Gene prediction and functional annotation of the A. japonicus genome. (a) Venn diagram of the gene set prediction. (b) Venn diagram of functional annotation based on different databases.

To perform functional annotation of protein-coding genes, Blastp (v2.2.26)62 and Diamond (v0.8.22)63 were used to align protein-coding genes to the SwissProt64, NCBI Non-redundant protein(NR) (ftp://ftp.ncbi.nih.gov/pub/nrdb/), KEGG65, InterPro66, GO Ontology (GO)67 and Pfam68 protein databases using an E-value threshold of 1E-5. The protein domains and motifs were annotated using InterProScan (v5.52-86.0)69. Finally, 19,122 (96.40%) of the 19828 predicted genes were annotated by at least one database (Table 8). Of the functional proteins, 12,767 (64.39%) were supported by all four databases (Fig. 5b).

Table 8 Statistical analysis of the functional gene annotations of the A. japonicus genome.

Data Records

The genomic Illumina sequencing data were deposited in the SRA at NCBI SRR2252357870.

The genomic PacBio sequencing data were deposited in the SRA at NCBI SRR2279926171, SRR2364010672-SRR2364010773.

The transcriptomic sequencing data were deposited in the SRA at NCBI SRR1705608474.

The Hi-C sequencing data were deposited in the SRA at NCBI SRR23362389- SRR2336239275,76,77,78.

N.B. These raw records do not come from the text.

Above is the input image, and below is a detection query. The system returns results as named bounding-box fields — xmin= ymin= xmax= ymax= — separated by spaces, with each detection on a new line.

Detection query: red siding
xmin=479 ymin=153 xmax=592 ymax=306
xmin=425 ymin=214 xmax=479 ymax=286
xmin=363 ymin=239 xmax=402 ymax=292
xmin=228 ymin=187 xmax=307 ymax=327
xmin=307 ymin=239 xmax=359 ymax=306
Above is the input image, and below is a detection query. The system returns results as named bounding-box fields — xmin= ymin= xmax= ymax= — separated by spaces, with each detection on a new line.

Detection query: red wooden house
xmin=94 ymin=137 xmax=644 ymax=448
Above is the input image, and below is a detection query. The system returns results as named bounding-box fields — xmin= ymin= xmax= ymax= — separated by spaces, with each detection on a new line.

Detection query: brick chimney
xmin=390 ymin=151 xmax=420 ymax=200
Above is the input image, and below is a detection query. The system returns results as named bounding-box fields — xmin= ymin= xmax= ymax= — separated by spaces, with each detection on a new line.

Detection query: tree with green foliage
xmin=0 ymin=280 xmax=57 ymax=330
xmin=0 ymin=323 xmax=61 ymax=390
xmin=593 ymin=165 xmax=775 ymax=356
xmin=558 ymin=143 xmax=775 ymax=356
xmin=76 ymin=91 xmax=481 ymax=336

The final chromosome assembly and genome annotation files are available in Figshare79.

Technical Validation

Evaluation of the genome assembly and annotation

We evaluated the genome assembly quality through the following measures: (i) The BUSCO (V4.1.2)80 evaluation was performed using a single-copy orthologous gene library, combined with software tools such as tblastn, augustus, and hmmer, to assess the assembled genome. The result showed that 97.2% of gene orthologs were detected in A. japonicus. Among them, 96.7% achieved complete scores, while 0.5% obtained fragment scores. This indicates a relatively comprehensive assembly outcome (Supplementary fig. 1). (ii) Employing the Core Eukaryotic Genes Mapping Approach (CEGMA) (v2.5)81, we identified 458 core eukaryotic genes, including 248 highly-conserved core genes used to assess genome and annotation completeness (Supplementary table 1). By aligning A. japonicus genes to these 248 core genes, we observed homologous genes in the A. japonicus gene sets for 228 core genes, accounting for 91.94% of the total. These findings further support the relatively complete assembly results. (iii) By aligning Illumina sequencing reads to the nuclear genome using BWA (v0.7.8)82, we determined a read mapping rate of 96.86% and a coverage rate of 99.83%, indicating high mapping efficiency and comprehensive coverage. (iv) The consensus quality value (QV) of genomes representing per-base consensus accuracy was estimated by Merqury83, and the QV of the A. japonicus genome exceeded 45 (48.86), which indicated the high accuracy of the genome assembly. Thus, all of the above results indicated that we obtained the high-quality genome of A. japonicus.